Picking up her first sitar when she was twelve years old, Dang has studied North Indian classical music (voice and… more


This project features a selection of works from Hukam, a full-length album released in 2011. Ami Dang composed, produced and performed voice and sitar on all songs attached here.
  • Interlace
    “Interlace” is part 1 of 2 movements which flows into “Manali,” the second track on the record. This piece invites the listener to get acquainted with the sound palate of these works by drawing them into my soundscape. I used a distorted sitar riff recorded from this piece as the main driving theme in “Manali.”
  • Manali
    This song reflects on the contrasting experiences and intersection of a female foreign-born woman of South Asian descent (me) with a young girl growing up in the early 21st century in Manali, a Himalayan town that is a popular destination for tourists from around the world. In this song, I wonder what it would be like to be that young girl who is exposed to so much Western culture, behavior and practices through the tourists who are ever-present in the town yet living in a family and society that contains her within a tighter set of traditions and values.
  • Treasure
    I wrote the melody to “Treasure” but took the lyrics from a Sikh hymn from the Guru Granth Sahib that reminds us that “Ratan padhaarat maankaa, suinaa rupaa khaak,” that is, that all treasures, pearls, gold, and precious things ultimately turn to dust.

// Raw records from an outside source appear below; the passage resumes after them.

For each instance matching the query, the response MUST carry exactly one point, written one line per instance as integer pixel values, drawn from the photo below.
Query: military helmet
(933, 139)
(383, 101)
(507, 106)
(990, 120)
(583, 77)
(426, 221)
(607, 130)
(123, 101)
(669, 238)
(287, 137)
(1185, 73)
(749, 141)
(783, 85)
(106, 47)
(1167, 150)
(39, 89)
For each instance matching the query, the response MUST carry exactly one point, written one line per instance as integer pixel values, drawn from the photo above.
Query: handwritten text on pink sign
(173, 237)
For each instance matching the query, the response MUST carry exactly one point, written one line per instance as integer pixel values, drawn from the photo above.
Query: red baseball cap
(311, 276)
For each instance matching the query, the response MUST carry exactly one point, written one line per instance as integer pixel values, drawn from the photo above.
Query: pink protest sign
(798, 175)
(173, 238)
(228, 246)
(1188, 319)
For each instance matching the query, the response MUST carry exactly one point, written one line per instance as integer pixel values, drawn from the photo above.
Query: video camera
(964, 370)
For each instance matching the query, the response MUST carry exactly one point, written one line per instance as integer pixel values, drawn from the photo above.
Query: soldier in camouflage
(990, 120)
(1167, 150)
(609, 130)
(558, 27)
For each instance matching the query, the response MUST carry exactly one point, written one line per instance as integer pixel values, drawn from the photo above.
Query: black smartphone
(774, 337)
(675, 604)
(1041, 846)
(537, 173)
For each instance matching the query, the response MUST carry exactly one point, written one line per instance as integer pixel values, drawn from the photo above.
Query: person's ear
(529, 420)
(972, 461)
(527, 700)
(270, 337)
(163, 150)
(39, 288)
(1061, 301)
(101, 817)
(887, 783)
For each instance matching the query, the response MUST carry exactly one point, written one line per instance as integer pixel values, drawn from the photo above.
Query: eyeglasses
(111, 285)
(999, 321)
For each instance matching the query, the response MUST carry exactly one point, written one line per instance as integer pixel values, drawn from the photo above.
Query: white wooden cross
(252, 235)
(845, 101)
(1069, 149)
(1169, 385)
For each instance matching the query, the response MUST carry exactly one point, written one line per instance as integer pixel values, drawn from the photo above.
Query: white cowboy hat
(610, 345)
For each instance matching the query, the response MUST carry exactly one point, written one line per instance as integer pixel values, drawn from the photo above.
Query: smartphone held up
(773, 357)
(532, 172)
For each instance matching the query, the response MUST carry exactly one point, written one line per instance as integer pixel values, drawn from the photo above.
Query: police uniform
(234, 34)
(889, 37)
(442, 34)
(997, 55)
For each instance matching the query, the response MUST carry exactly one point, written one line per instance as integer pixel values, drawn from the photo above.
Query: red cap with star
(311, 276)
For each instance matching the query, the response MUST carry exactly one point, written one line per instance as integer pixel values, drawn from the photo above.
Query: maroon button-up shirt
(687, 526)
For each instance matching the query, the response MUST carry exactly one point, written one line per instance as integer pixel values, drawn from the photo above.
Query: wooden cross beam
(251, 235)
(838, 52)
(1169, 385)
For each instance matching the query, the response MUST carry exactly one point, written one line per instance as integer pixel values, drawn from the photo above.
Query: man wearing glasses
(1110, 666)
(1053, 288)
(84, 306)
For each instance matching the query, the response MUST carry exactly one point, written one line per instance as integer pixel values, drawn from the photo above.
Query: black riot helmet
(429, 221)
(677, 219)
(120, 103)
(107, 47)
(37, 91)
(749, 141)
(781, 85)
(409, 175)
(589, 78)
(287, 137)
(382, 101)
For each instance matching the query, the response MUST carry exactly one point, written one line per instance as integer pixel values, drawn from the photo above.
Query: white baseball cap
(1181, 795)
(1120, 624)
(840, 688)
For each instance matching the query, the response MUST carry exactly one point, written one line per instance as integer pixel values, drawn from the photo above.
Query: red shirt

The song is a meditation on consumerism and reminds me that I shouldn’t bother too much with material goods since they ultimately aren’t important. I also use a sample of a sarangi, an Indian violin.
  • Where Nothing Grows
    This ecstatic uptempo tune calls out the fact that we build simulacra (“a planetarium”) at the expense of actually seeing the stars. The song mocks those who “build us up and shut it out”—the “it” in this case being the stars and the sky. I ask, why is it that we prioritize industry and artifice over the natural world?
  • Amorphous Matter
    This piece uses recordings from a Hindustani vocal music class and uses these recordings to create a soundscape over which my voice sings the Hindustani classical music scale. It is part 1 of a 2-part piece that continues with “Amorphous Absolute."
  • Amorphous Absolute
    Both Amorphous Matter and Amorphous Absolute are a study in vocal form using sargam, Hindustani classical solfege, as the lyrical content. The lyrics don’t have any meaning, but instead, the voice explores Raag Maulkauns, a pentatonic scale intended to be performed at night.